During the 1940's and 1950's, Bankhead remained busy in the theater. She was praised for her performance in The Skin of Our Teeth (1942), for which she won the New York Drama Critics' Circle Award, and enjoyed a long run in Private Lives (1948). She worked infrequently in films, most of them mediocre, but was outstanding in Alfred Hitchcock's Lifeboat (1944), for which she was named best actress by the New York film critics. Bankhead frequented radio and television talk shows, usually discussing baseball or politics: she was a passionate fan of the New York Giants and was a staunch Democrat. During this period she was best known as the hostess of "The Big Show" (1950 - 1952), network radio's much-touted effort to compete with variety programs on television. Radio lost the competition, but the program was an effective vehicle for Bankhead's wit and unique voice.
Age, abetted by cocaine, alcohol, and tobacco, had diminished her beauty, and she had gained a reputation for being difficult to work with. There is merit in Brendan Gill's assessment that Bankhead "invented by trial and error an exceptional self, which with a child's impudent pretense of not caring she flung straight into the face of the world. " But her colorful personality enabled her to remain a celebrity long after her acting career had faded. She died in New York City.
Achievements
Bankhead was inducted into the American Theater Hall of Fame in 1972, and the Alabama Women's Hall of Fame in 1981. She is regarded as one of the 20th-century theatre's great Leading Ladies.
In her personal life, Bankhead struggled with alcoholism and drug addiction, and was infamous for her uninhibited sex life.

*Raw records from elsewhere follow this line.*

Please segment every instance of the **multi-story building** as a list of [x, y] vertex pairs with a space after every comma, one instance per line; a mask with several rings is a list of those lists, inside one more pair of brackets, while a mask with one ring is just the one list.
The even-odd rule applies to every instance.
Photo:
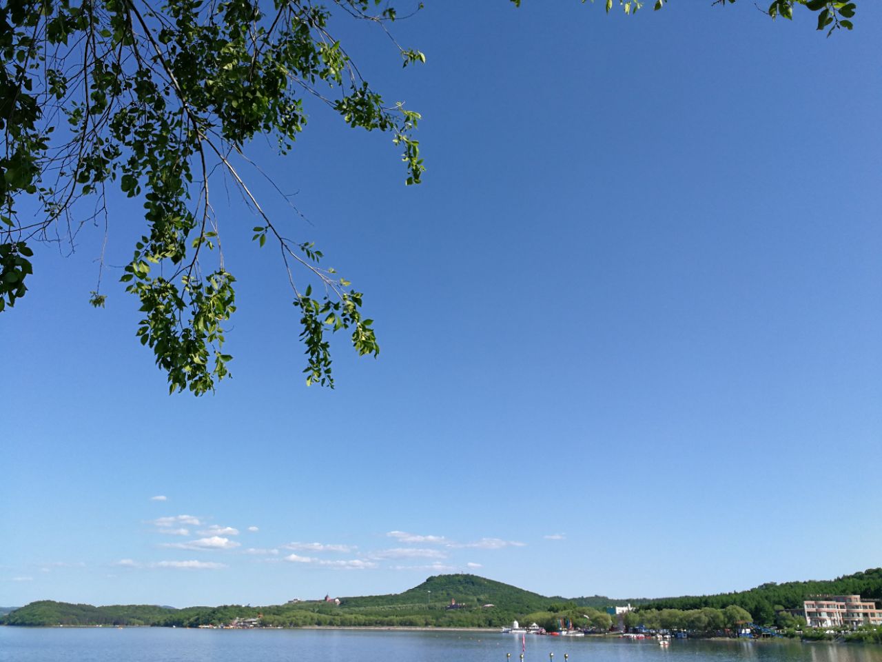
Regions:
[[813, 596], [803, 603], [805, 620], [812, 628], [882, 625], [882, 610], [876, 603], [862, 600], [859, 595]]

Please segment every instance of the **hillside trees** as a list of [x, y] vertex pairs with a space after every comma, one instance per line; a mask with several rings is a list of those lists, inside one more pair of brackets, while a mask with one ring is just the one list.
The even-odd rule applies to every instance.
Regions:
[[[607, 0], [608, 11], [613, 4]], [[618, 4], [633, 13], [643, 3]], [[850, 29], [856, 4], [774, 0], [768, 13], [790, 19], [802, 6], [817, 13], [819, 28]], [[421, 181], [419, 113], [370, 86], [332, 31], [338, 17], [392, 37], [399, 11], [380, 0], [0, 0], [0, 311], [26, 295], [34, 248], [72, 245], [88, 223], [106, 234], [117, 225], [108, 193], [118, 190], [144, 208], [120, 279], [140, 305], [136, 335], [168, 374], [169, 391], [212, 390], [232, 358], [224, 341], [235, 277], [219, 229], [229, 214], [213, 203], [215, 186], [230, 185], [254, 220], [225, 227], [273, 245], [287, 269], [307, 383], [333, 385], [334, 332], [348, 332], [358, 354], [377, 356], [363, 294], [307, 238], [290, 237], [289, 219], [265, 212], [246, 174], [250, 143], [265, 137], [288, 154], [309, 106], [388, 133], [406, 183]], [[425, 61], [390, 43], [405, 66]], [[103, 264], [101, 253], [96, 307], [106, 303]]]

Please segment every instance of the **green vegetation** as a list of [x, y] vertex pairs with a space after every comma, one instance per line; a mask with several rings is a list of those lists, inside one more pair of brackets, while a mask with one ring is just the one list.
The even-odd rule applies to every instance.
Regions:
[[5, 625], [157, 625], [172, 610], [153, 605], [71, 605], [67, 602], [40, 600], [15, 609], [0, 623]]
[[[585, 599], [585, 598], [580, 598]], [[595, 596], [604, 606], [624, 604]], [[449, 609], [451, 601], [457, 607]], [[484, 606], [492, 605], [493, 606]], [[594, 610], [596, 611], [596, 610]], [[235, 618], [261, 618], [265, 626], [376, 626], [438, 628], [501, 628], [515, 619], [531, 619], [549, 624], [571, 618], [587, 625], [586, 608], [576, 601], [547, 598], [538, 593], [474, 575], [442, 575], [429, 577], [402, 593], [341, 598], [340, 606], [324, 600], [290, 602], [262, 607], [227, 605], [168, 609], [149, 606], [113, 606], [34, 602], [17, 609], [0, 623], [7, 625], [153, 625], [194, 628], [223, 625]], [[602, 621], [605, 613], [597, 613]], [[609, 627], [609, 626], [607, 626]]]
[[[776, 614], [782, 609], [802, 607], [803, 601], [812, 595], [860, 595], [867, 599], [882, 601], [882, 568], [870, 568], [826, 581], [769, 582], [755, 589], [735, 593], [662, 598], [647, 601], [641, 609], [723, 609], [729, 605], [736, 605], [749, 612], [755, 623], [774, 626], [779, 625]], [[795, 628], [797, 623], [784, 618], [780, 625]]]
[[[474, 575], [439, 575], [402, 593], [325, 600], [291, 601], [268, 606], [192, 606], [173, 609], [148, 605], [95, 607], [43, 600], [16, 609], [0, 624], [23, 626], [151, 625], [195, 628], [220, 626], [235, 619], [259, 618], [266, 627], [435, 627], [501, 628], [518, 620], [536, 622], [549, 631], [563, 624], [605, 632], [613, 625], [605, 607], [639, 605], [624, 615], [629, 628], [689, 630], [713, 636], [753, 622], [778, 628], [789, 636], [879, 642], [882, 628], [831, 635], [805, 628], [805, 621], [784, 611], [801, 607], [803, 600], [818, 594], [858, 594], [882, 598], [882, 568], [872, 568], [826, 582], [765, 583], [750, 591], [710, 596], [684, 596], [658, 600], [613, 600], [602, 596], [565, 599], [544, 597], [515, 586]], [[455, 608], [452, 608], [455, 600]], [[597, 609], [587, 603], [593, 603]]]
[[[735, 0], [714, 4], [727, 2]], [[605, 4], [609, 11], [613, 0]], [[618, 5], [632, 14], [643, 2]], [[818, 29], [829, 34], [852, 28], [856, 2], [773, 0], [766, 12], [789, 19], [796, 7], [814, 12]], [[228, 238], [258, 248], [268, 240], [280, 249], [301, 315], [307, 384], [333, 385], [329, 339], [337, 331], [348, 332], [359, 355], [378, 354], [362, 293], [310, 241], [287, 238], [289, 219], [265, 212], [249, 187], [247, 156], [238, 154], [258, 137], [288, 154], [309, 113], [324, 109], [353, 128], [388, 134], [406, 183], [419, 184], [419, 113], [387, 103], [335, 32], [351, 19], [388, 34], [394, 6], [0, 0], [0, 311], [26, 296], [41, 242], [66, 241], [72, 249], [89, 222], [105, 225], [106, 242], [115, 216], [128, 217], [107, 208], [106, 192], [118, 189], [144, 208], [120, 281], [138, 300], [136, 336], [167, 373], [169, 391], [202, 395], [229, 374], [225, 327], [236, 309], [236, 279], [224, 267], [219, 225], [229, 229]], [[394, 39], [389, 48], [390, 65], [426, 60]], [[225, 178], [213, 182], [241, 193], [247, 209], [213, 205], [213, 172]], [[241, 220], [243, 211], [250, 222]], [[103, 248], [96, 252], [89, 303], [103, 308]]]

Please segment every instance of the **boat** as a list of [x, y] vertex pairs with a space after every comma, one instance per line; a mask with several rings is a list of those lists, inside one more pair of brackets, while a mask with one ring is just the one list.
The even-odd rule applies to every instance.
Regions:
[[[535, 625], [535, 623], [534, 623], [533, 625]], [[538, 628], [539, 626], [536, 626], [536, 627]], [[517, 621], [512, 621], [511, 628], [502, 628], [502, 634], [504, 634], [504, 635], [526, 635], [527, 634], [527, 628], [521, 628], [520, 625], [518, 623]]]

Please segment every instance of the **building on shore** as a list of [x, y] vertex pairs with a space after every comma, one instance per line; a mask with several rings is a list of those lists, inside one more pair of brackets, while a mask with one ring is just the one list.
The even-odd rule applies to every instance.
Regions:
[[618, 632], [624, 632], [627, 629], [624, 627], [624, 614], [628, 612], [633, 611], [633, 607], [631, 606], [629, 602], [625, 606], [611, 606], [607, 607], [607, 613], [613, 617], [615, 620], [616, 629]]
[[805, 621], [811, 628], [835, 628], [882, 625], [882, 610], [871, 600], [859, 595], [812, 596], [803, 603]]

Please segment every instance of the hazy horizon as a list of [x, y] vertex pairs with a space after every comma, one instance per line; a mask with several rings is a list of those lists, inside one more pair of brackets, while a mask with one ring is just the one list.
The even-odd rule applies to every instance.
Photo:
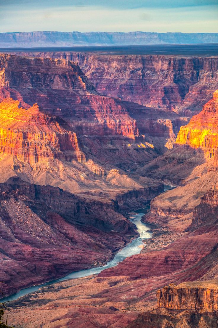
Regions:
[[0, 0], [0, 33], [218, 32], [217, 0]]

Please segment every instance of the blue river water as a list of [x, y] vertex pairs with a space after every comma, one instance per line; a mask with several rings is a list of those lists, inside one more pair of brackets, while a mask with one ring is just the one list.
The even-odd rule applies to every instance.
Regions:
[[1, 302], [6, 302], [14, 300], [30, 293], [37, 291], [42, 287], [52, 284], [56, 282], [59, 282], [65, 280], [68, 280], [76, 278], [86, 277], [91, 275], [99, 273], [105, 269], [115, 266], [119, 262], [123, 261], [127, 257], [131, 256], [131, 255], [138, 254], [142, 250], [142, 248], [139, 246], [143, 244], [142, 242], [142, 239], [150, 238], [152, 235], [151, 233], [147, 232], [148, 230], [150, 229], [150, 227], [149, 227], [140, 221], [142, 216], [144, 215], [145, 213], [148, 212], [149, 208], [149, 207], [148, 206], [147, 207], [129, 214], [130, 217], [130, 221], [136, 225], [137, 227], [137, 230], [140, 235], [139, 237], [133, 239], [121, 250], [117, 253], [114, 258], [108, 262], [105, 265], [98, 267], [95, 267], [91, 269], [81, 270], [80, 271], [72, 272], [62, 278], [53, 280], [42, 285], [38, 285], [25, 288], [20, 290], [16, 294], [13, 294], [10, 296], [2, 299], [0, 300]]

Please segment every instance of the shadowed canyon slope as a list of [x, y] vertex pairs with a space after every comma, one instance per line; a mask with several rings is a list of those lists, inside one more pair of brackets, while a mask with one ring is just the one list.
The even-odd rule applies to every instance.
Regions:
[[[157, 58], [150, 57], [156, 68]], [[216, 65], [214, 58], [202, 62]], [[199, 106], [215, 88], [215, 69], [211, 65], [197, 78], [196, 62], [189, 59], [172, 61], [175, 69], [170, 73], [167, 69], [165, 77], [168, 74], [174, 83], [183, 63], [188, 78], [198, 81], [202, 73], [205, 82], [207, 77]], [[166, 60], [166, 67], [171, 67]], [[2, 54], [0, 69], [1, 269], [5, 277], [0, 289], [9, 294], [47, 279], [50, 271], [55, 277], [106, 261], [137, 235], [124, 215], [151, 200], [150, 212], [143, 220], [156, 225], [140, 254], [97, 276], [47, 286], [11, 303], [10, 324], [133, 328], [148, 323], [160, 328], [160, 322], [161, 328], [171, 323], [178, 328], [182, 323], [188, 327], [188, 322], [191, 328], [213, 328], [217, 91], [185, 126], [188, 119], [170, 110], [169, 103], [151, 109], [100, 94], [75, 62]], [[192, 92], [187, 99], [194, 99]], [[188, 101], [186, 111], [199, 111]], [[182, 102], [177, 109], [184, 114]], [[163, 154], [167, 146], [171, 149]], [[157, 196], [163, 182], [176, 187]], [[24, 272], [25, 279], [14, 280]], [[169, 283], [173, 284], [166, 287]]]
[[[37, 102], [65, 119], [88, 147], [92, 146], [91, 138], [87, 140], [88, 136], [98, 137], [98, 143], [102, 143], [101, 137], [117, 135], [137, 138], [162, 149], [168, 139], [175, 140], [180, 126], [187, 122], [169, 111], [151, 112], [149, 108], [100, 95], [76, 62], [9, 54], [0, 58], [0, 97], [19, 100], [24, 106]], [[113, 138], [115, 144], [119, 142]]]
[[2, 48], [73, 46], [209, 43], [218, 42], [217, 33], [33, 31], [0, 33]]
[[[130, 114], [136, 106], [136, 112], [146, 108], [99, 95], [76, 63], [4, 55], [0, 67], [1, 281], [7, 294], [108, 261], [137, 235], [119, 213], [141, 206], [163, 186], [120, 168], [133, 157], [134, 166], [157, 155]], [[72, 213], [65, 199], [70, 197]]]
[[216, 56], [61, 51], [22, 54], [77, 61], [101, 93], [188, 116], [198, 113], [218, 88]]

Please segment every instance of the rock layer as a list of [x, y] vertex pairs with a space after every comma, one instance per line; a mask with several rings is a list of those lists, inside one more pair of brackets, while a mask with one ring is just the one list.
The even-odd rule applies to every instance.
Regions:
[[69, 51], [22, 54], [77, 61], [101, 93], [191, 117], [218, 88], [216, 56]]
[[157, 293], [157, 306], [172, 310], [218, 309], [218, 280], [170, 284]]
[[193, 116], [189, 123], [181, 127], [176, 139], [179, 145], [187, 144], [194, 148], [214, 155], [218, 147], [218, 90], [203, 110]]

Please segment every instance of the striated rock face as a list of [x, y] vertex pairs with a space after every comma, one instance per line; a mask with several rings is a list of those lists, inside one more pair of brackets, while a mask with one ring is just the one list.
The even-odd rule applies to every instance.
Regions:
[[102, 148], [103, 136], [110, 136], [111, 144], [112, 136], [120, 136], [154, 144], [163, 151], [171, 148], [180, 127], [188, 121], [168, 110], [151, 111], [100, 95], [74, 61], [2, 54], [0, 72], [0, 99], [11, 97], [26, 108], [37, 103], [64, 119], [88, 148], [87, 137]]
[[208, 190], [201, 198], [201, 202], [193, 212], [191, 228], [196, 229], [202, 224], [216, 223], [218, 214], [218, 188], [216, 185], [213, 189]]
[[176, 139], [179, 145], [187, 144], [194, 148], [214, 154], [218, 147], [218, 90], [213, 98], [203, 107], [203, 110], [193, 116], [189, 123], [181, 127]]
[[216, 328], [218, 280], [170, 284], [158, 291], [157, 309], [139, 315], [127, 328]]
[[112, 201], [89, 203], [17, 177], [0, 184], [1, 290], [8, 295], [108, 261], [137, 235], [117, 209]]
[[0, 152], [32, 165], [49, 158], [86, 159], [75, 133], [40, 112], [37, 104], [27, 109], [10, 98], [0, 103]]
[[157, 306], [172, 310], [218, 309], [218, 280], [170, 284], [157, 293]]
[[216, 56], [73, 52], [22, 55], [77, 61], [101, 93], [191, 117], [218, 88]]

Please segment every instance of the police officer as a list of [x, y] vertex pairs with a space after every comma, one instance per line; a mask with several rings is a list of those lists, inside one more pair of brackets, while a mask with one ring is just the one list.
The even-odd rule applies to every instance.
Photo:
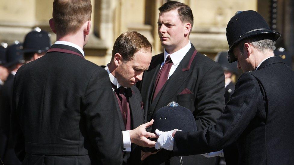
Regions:
[[26, 35], [23, 41], [24, 58], [26, 63], [36, 60], [46, 53], [51, 46], [51, 35], [39, 27]]
[[0, 157], [5, 164], [21, 164], [17, 157], [10, 136], [9, 120], [11, 111], [13, 81], [16, 72], [24, 63], [23, 44], [18, 41], [8, 46], [6, 51], [6, 63], [4, 66], [10, 72], [0, 90]]
[[214, 151], [234, 142], [239, 164], [294, 162], [294, 72], [274, 53], [280, 36], [256, 11], [237, 13], [227, 27], [229, 62], [246, 72], [214, 125], [198, 131], [161, 132], [155, 145], [176, 155]]

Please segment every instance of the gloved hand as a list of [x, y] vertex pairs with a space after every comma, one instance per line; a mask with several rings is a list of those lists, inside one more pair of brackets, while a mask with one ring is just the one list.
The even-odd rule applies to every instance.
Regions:
[[223, 150], [215, 152], [209, 152], [209, 153], [206, 153], [206, 154], [201, 154], [206, 157], [214, 157], [218, 156], [223, 157], [224, 156], [224, 151], [223, 151]]
[[155, 144], [155, 148], [158, 149], [164, 148], [170, 151], [174, 149], [174, 137], [172, 136], [174, 131], [179, 130], [175, 129], [167, 132], [161, 131], [158, 130], [155, 130], [155, 133], [159, 136]]

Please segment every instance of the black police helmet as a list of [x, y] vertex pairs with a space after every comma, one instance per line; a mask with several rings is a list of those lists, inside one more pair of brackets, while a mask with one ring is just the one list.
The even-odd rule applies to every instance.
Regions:
[[239, 11], [229, 22], [227, 26], [227, 39], [229, 44], [228, 59], [230, 63], [237, 60], [232, 48], [246, 38], [261, 34], [271, 35], [276, 41], [281, 34], [271, 30], [264, 19], [255, 11]]
[[0, 65], [6, 63], [6, 50], [7, 46], [7, 44], [4, 42], [1, 43], [0, 45]]
[[[167, 106], [158, 110], [154, 115], [154, 121], [152, 125], [151, 132], [155, 133], [157, 129], [162, 131], [173, 130], [176, 128], [183, 131], [197, 131], [194, 116], [191, 111], [180, 106], [173, 102]], [[152, 140], [156, 141], [157, 139]], [[145, 152], [156, 150], [155, 148], [144, 148]]]
[[228, 61], [228, 51], [220, 52], [215, 57], [215, 61], [219, 64], [224, 70], [228, 71], [236, 75], [239, 74], [237, 62], [230, 63]]
[[7, 63], [4, 65], [9, 68], [14, 65], [24, 63], [23, 53], [23, 44], [19, 43], [17, 41], [13, 45], [7, 47], [6, 51]]
[[51, 46], [49, 35], [38, 27], [28, 33], [23, 42], [23, 53], [46, 52]]

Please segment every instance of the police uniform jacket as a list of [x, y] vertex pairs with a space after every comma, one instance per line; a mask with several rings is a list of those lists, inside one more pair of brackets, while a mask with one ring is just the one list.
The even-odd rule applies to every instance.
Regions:
[[[82, 54], [61, 44], [52, 48]], [[12, 130], [24, 164], [119, 164], [122, 135], [106, 71], [73, 54], [51, 52], [16, 75]]]
[[5, 164], [21, 164], [16, 157], [11, 138], [10, 119], [11, 112], [13, 80], [10, 73], [0, 89], [0, 158]]
[[219, 150], [236, 141], [239, 164], [294, 162], [294, 72], [279, 57], [239, 78], [216, 125], [177, 131], [174, 151], [188, 155]]

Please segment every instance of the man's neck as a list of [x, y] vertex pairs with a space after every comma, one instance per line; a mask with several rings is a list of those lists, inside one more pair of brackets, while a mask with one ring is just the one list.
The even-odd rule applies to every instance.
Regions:
[[264, 59], [269, 57], [274, 56], [274, 52], [272, 51], [266, 51], [264, 53], [259, 52], [259, 53], [257, 55], [255, 55], [255, 60], [254, 67], [254, 70], [256, 70], [258, 66], [263, 62]]
[[189, 39], [185, 40], [184, 41], [182, 42], [181, 44], [176, 45], [175, 47], [170, 46], [170, 47], [165, 47], [165, 51], [168, 54], [171, 54], [174, 53], [177, 51], [182, 48], [184, 47], [189, 43]]
[[68, 34], [62, 36], [57, 35], [56, 41], [69, 42], [76, 44], [83, 49], [85, 43], [83, 33], [78, 32], [74, 34]]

Bankhead was capable of great kindness and generosity to those in need, supporting disadvantaged foster children and helping several families escape the Spanish Civil War and World War II.
Connections
Bankhead often appeared with the actor John Emery, whom she married on August 31, 1937, and divorced in June 1941, after a predictably stormy marriage; they had no children.